Simon Willison’s Weblog: Claude 3.5 Haiku price drops by 20%

Source URL: https://simonwillison.net/2024/Dec/5/claude-35-haiku-price-drops-by-20/#atom-everything
Source: Simon Willison’s Weblog
Title: Claude 3.5 Haiku price drops by 20%

Feedly Summary: Claude 3.5 Haiku price drops by 20%
Buried in this otherwise quite dry post about Anthropic’s ongoing partnership with AWS:

To make this model even more accessible for a wide range of use cases, we’re lowering the price of Claude 3.5 Haiku to $0.80 per million input tokens and $4 per million output tokens across all platforms.

The previous price was $1/$5. I’ve updated my LLM pricing calculator and modified yesterday’s piece comparing prices with Amazon Nova as well.
Confusing matters somewhat, the article also announces a new way to access Claude 3.5 Haiku at the old price but with “up to 60% faster inference speed":

This faster version of Claude 3.5 Haiku, powered by Trainium2, is available in the US East (Ohio) Region via cross-region inference and is offered at $1 per million input tokens and $5 per million output tokens.

Using "cross-region inference" involve sending something called an "inference profile" to the Bedrock API. I have an open issue to figure out what that means for my llm-bedrock plugin.
Tags: anthropic, claude, generative-ai, llm-pricing, aws, ai, llms

AI Summary and Description: Yes

Summary: The text discusses a significant price drop for the Claude 3.5 Haiku language model by Anthropic, enhancing its accessibility for diverse use cases.
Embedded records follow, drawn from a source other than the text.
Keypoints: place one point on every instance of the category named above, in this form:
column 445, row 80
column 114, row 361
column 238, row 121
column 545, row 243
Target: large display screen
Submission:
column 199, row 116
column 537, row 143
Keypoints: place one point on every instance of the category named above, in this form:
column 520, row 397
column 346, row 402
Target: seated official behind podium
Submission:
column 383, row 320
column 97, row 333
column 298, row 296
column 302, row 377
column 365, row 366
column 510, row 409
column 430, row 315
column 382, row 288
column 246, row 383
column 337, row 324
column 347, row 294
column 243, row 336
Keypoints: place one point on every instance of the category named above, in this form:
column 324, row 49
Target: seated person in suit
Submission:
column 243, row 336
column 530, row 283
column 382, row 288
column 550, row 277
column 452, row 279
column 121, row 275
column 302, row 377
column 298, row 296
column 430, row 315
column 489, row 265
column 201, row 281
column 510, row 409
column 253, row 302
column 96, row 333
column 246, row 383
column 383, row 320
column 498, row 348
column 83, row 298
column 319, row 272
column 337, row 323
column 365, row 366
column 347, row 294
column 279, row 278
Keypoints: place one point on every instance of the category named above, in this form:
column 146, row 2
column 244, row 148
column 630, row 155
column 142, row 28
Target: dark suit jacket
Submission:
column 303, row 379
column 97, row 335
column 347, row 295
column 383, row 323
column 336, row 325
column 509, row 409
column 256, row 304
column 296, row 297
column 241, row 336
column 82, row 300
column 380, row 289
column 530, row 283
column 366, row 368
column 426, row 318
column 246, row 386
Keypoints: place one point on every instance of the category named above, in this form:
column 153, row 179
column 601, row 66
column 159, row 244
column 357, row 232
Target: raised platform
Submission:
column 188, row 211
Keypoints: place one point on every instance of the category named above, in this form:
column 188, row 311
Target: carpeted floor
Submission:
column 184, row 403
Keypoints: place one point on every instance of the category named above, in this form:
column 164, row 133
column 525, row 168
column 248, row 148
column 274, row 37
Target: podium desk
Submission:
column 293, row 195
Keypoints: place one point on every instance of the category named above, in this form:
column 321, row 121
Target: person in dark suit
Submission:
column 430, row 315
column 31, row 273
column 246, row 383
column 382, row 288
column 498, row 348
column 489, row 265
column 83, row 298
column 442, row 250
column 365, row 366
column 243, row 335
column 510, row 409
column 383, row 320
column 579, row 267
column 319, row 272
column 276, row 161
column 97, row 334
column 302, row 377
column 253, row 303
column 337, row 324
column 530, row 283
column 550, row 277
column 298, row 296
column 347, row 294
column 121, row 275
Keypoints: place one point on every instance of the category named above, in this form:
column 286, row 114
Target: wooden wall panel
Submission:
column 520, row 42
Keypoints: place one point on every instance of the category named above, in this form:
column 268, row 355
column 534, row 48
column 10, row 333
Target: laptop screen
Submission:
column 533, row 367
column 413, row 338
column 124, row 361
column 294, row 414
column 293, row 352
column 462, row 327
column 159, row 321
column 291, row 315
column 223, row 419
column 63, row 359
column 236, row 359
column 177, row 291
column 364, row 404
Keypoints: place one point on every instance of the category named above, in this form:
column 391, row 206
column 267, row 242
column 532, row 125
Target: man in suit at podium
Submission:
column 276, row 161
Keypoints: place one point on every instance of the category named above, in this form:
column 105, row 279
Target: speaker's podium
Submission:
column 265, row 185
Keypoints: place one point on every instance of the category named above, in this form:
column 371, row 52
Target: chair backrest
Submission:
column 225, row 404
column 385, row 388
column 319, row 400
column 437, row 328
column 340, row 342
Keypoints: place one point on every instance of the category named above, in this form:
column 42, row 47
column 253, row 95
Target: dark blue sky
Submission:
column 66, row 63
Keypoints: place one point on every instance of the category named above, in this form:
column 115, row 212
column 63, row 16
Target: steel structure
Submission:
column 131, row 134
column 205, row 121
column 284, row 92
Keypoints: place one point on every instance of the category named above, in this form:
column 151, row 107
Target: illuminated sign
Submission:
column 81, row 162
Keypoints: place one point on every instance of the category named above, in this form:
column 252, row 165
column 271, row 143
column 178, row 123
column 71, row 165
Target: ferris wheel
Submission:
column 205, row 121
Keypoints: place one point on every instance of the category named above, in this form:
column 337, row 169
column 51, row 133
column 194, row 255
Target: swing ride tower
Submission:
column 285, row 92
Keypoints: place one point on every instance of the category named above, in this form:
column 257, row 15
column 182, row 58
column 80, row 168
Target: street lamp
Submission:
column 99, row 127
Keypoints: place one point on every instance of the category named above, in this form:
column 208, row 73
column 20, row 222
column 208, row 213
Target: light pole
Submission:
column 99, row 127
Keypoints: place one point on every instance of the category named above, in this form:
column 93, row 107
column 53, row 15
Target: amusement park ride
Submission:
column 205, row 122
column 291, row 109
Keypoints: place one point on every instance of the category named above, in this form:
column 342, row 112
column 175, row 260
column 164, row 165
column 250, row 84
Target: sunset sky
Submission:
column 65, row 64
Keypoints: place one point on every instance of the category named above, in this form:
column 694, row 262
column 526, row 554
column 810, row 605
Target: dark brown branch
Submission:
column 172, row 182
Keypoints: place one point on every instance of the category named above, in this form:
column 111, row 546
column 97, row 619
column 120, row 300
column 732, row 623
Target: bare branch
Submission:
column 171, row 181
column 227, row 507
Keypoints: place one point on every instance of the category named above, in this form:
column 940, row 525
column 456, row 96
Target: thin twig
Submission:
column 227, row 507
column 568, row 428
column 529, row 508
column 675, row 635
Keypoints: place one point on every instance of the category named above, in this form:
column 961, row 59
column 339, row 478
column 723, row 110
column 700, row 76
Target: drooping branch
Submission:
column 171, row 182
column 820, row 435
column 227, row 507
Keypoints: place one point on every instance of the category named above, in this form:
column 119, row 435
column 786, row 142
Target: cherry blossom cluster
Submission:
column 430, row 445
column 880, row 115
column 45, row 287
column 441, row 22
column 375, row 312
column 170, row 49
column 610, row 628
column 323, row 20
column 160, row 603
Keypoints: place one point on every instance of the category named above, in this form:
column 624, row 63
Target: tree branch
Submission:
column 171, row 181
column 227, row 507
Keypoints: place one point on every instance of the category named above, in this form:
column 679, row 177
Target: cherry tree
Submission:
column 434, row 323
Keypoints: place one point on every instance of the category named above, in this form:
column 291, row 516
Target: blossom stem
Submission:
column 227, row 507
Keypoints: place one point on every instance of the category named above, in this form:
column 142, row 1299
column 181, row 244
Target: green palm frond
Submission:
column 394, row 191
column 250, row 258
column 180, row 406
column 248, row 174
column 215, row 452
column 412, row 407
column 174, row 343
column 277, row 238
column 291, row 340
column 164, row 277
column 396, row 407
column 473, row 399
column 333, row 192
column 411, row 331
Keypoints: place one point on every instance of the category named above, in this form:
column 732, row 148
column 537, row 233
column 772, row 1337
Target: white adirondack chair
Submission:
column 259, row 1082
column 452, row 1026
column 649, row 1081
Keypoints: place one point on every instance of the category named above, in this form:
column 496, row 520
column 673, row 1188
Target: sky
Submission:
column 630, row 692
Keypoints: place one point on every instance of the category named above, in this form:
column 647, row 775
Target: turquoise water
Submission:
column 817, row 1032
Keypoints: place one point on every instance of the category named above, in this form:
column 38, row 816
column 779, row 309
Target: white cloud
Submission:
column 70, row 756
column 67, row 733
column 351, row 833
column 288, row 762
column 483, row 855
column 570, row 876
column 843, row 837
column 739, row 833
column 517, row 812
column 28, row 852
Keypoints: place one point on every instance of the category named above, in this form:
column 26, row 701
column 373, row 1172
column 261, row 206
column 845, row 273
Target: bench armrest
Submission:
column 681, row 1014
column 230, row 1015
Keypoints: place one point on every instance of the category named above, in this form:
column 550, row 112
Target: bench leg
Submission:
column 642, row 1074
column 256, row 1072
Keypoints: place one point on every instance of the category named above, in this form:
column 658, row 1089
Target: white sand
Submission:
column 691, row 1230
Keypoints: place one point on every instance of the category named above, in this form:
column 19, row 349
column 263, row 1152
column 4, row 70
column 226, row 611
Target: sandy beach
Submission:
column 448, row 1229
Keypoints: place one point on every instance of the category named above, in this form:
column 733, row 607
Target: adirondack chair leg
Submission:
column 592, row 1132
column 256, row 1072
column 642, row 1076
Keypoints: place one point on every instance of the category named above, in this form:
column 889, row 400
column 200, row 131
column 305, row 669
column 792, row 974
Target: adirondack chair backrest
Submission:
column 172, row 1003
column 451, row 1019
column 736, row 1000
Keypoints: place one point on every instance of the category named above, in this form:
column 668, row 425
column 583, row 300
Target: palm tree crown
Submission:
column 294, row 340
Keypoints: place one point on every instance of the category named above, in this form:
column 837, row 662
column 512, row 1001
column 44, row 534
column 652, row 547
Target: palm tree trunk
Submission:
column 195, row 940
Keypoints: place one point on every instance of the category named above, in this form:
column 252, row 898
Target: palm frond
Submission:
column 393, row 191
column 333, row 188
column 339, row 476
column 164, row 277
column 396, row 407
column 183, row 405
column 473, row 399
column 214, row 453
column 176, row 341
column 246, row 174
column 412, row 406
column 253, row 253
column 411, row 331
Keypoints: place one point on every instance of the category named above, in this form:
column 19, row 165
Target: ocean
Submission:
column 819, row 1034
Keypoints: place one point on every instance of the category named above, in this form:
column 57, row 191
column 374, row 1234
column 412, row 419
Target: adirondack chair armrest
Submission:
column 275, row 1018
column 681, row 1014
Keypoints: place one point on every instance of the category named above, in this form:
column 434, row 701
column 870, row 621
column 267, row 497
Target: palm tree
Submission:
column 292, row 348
It also mentions improved inference speeds through a new access method provided via AWS, which presents implications for cost-efficiency and operational speeds in AI deployments.

Detailed Description:
The announcement concerning the Claude 3.5 Haiku reflects notable updates in the pricing and performance of large language models (LLMs), particularly relevant to professionals engaged in AI and cloud infrastructure:

* **Pricing Updates**:
– The price for Claude 3.5 Haiku has been reduced significantly from $1.00 to $0.80 per million input tokens, and from $5.00 to $4.00 per million output tokens.
– This reduction is positioned to make the model more accessible for various applications, indicating a competitive strategy in the LLM market.

* **Performance Enhancements**:
– A new access method has been introduced that allows users to access Claude 3.5 Haiku at the previous price points but with up to 60% faster inference speeds.
– This new version utilizes Trainium2 infrastructure, which emphasizes the integration of advanced hardware to improve model performance.

* **Technical Considerations**:
– The mention of “cross-region inference” implies that the inference profiles within the AWS environment entail additional complexity, suggesting a requirement for developers to understand and manage inter-region data transfers effectively.
– The reference to an “inference profile” and its implications for the llm-bedrock plugin highlights ongoing development needs to ensure compatibility and efficiency for developers utilizing these models.

This development in LLM pricing and capabilities is significant as it enhances not only the affordability of deploying AI solutions but also the operational efficiency, which are critical considerations for AI, cloud computing, and associated security practices.